During an online meeting of the DNC’s Rules Committee on Friday, every effort was made to insist that a virtual roll call was an absolute logistical necessity given the late timing of the convention and concern of legal challenges from Republicans and the Heritage Foundation.

No final vote was held then—-instead, the meeting served as both a comprehensive explainer of how a virtual roll call will work and pep rally to convince members of the committee to support it. Instead, the committee will formally decide the process in the next week.

As Daniel Scholzman, a political scientist who studies political parties at Johns Hopkins University, observed that the push for the virtual roll call had taken on “a life of its own” and that even thought it was not developed for this sort of circumstance, it had its own inexorable momentum.

Before Biden dropped out, there was already the challenge of whether his delegates would stick by him. Pledged delegates are not formally bound to a candidate — instead DNC rules oblige them to “in all good conscience reflect the sentiments of those who elected them.”

According to current DNC rules (which can still be changed by the Rules Committee), a candidate needs a signed petition with the names of at least 300 and no more than 600 delegates to have their name placed in nomination. No delegate can sign multiple petitions and no more than 50 delegates from a single state can do so. There are 3,933 delegates in total.

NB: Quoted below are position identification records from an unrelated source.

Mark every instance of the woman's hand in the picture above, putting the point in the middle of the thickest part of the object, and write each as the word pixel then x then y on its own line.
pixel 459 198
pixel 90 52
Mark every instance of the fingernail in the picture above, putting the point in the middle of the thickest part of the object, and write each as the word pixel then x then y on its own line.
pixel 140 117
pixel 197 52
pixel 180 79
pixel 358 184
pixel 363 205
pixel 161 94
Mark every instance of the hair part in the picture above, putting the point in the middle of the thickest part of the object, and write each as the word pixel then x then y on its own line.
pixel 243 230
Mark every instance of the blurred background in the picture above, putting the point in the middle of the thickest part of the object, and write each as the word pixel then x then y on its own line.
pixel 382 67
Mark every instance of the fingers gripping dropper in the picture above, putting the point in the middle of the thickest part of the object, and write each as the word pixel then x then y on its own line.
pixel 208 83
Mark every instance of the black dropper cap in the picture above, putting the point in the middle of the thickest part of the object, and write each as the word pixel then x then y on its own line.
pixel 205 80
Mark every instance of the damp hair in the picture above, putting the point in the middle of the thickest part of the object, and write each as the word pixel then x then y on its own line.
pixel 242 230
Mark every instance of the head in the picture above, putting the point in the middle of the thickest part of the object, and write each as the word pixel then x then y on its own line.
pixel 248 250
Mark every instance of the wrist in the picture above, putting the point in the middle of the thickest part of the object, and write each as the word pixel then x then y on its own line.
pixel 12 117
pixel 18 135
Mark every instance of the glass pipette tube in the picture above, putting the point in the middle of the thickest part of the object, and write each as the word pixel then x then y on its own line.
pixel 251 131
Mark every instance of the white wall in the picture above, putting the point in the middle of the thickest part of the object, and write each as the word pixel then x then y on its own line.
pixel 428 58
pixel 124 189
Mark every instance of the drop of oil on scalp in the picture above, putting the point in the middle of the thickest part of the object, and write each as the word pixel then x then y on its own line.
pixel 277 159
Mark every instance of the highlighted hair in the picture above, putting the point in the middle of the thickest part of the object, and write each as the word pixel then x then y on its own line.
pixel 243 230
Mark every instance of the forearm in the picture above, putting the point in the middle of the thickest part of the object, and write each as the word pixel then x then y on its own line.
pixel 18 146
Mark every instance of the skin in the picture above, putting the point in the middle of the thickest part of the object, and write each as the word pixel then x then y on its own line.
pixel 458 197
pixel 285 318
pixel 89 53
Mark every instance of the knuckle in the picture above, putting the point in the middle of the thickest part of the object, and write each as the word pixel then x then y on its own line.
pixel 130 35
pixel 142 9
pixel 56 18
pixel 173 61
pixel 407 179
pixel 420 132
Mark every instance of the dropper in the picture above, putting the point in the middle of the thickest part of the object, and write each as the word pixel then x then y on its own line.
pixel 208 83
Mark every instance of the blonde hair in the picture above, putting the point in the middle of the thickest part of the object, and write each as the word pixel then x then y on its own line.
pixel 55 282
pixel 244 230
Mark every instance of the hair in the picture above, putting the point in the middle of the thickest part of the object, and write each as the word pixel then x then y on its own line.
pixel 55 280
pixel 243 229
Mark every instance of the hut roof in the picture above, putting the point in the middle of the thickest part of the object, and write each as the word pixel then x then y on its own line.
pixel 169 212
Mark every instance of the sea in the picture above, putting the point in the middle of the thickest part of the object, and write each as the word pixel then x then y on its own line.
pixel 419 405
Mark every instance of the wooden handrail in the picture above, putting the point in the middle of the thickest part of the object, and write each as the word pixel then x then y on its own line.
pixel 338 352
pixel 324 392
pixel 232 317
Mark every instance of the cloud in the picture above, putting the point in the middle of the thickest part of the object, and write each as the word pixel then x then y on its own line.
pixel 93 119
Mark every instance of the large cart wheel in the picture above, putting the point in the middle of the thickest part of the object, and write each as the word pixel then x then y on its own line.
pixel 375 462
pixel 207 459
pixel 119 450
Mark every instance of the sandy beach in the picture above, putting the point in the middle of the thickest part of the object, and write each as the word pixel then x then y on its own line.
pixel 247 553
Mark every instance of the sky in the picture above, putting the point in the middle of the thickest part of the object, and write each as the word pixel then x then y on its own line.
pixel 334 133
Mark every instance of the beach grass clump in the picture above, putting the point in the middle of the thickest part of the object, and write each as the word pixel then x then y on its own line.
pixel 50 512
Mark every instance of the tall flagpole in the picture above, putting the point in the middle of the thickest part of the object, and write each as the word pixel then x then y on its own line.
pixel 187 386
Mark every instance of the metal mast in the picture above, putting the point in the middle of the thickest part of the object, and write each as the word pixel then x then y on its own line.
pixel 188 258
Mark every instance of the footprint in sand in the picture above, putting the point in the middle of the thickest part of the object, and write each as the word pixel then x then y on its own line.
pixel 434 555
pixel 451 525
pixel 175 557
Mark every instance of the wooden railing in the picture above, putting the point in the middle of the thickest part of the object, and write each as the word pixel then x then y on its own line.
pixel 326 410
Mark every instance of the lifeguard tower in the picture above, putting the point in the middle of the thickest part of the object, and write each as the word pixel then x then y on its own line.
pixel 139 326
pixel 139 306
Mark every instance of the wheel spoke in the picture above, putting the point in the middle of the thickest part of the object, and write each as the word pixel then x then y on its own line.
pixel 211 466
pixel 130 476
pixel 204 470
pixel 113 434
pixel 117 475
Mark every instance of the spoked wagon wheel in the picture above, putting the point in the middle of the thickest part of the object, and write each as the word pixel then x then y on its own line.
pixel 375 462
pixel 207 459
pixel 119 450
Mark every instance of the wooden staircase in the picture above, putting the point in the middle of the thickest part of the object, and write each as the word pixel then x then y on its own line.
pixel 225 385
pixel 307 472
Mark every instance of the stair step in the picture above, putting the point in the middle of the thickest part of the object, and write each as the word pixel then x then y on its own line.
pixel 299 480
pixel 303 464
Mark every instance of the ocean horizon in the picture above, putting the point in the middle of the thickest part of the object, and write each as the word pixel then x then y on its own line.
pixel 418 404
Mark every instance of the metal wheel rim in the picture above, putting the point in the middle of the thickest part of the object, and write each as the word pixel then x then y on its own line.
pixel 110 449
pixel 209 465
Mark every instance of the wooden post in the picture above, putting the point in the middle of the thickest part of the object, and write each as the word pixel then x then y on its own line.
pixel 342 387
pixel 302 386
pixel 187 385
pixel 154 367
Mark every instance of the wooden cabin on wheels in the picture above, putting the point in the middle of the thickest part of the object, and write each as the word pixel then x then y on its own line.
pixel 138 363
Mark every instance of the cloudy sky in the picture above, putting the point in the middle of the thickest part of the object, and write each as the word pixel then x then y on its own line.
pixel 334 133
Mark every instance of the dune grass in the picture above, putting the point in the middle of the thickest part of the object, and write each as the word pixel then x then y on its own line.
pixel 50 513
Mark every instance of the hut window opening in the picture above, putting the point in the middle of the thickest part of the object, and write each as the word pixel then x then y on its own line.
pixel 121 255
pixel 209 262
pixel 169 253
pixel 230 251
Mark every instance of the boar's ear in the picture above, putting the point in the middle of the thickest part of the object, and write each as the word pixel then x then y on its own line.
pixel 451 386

The challenge now is whether anyone else besides Harris will bother to scrape together the 300 delegates to have their name placed in nomination before a virtual roll call. Prior to Biden’s decision to drop out, the online ballot would list four options: Biden, Rep. Dean Phillips of Minnesota who mounted a quixotic bid against the incumbent in New Hampshire, Jason Palmer, the unknown who won the American Samoa primary and “uncommitted.”

Only an hour after Biden’s announcement, Barack Obama endorsed an open process to pick the next Democratic presidential candidate. “I have extraordinary confidence that the leaders of our party will be able to create a process from which an outstanding nominee emerges,” said the 44th President.

No one seriously doubts that Harris will eventually sew up the nomination. But there are incentives for someone else to try to contest it. From the party’s perspective, there a desire to at least gesture towards an open process. From an individual politician’s, there is the potential of lots of airtime on cable news television if they throw their hat in the ring. Any challenger to Harris would be almost certain to lose, but it would be an opportunity to build up both a national profile and a donor list if handled adeptly.

This, of course, carries some risk for Harris. She could, at least theoretically, lose. But then again, every time they take the court, the Harlem Globetrotters could theoretically lose too.

But, at a time when Republicans are pushing Biden’s withdrawal as a “coup” against an incumbent president, having multiple credible candidates at least offers the veneer of democratic legitimacy to replacing Biden with Harris. The downside risk is, of course, that even a “mini-primary” could prove divisive. But then again, after weeks of Democrats publicly pressuring Biden to leave the race, it’s hard to imagine that anything could be more divisive than that.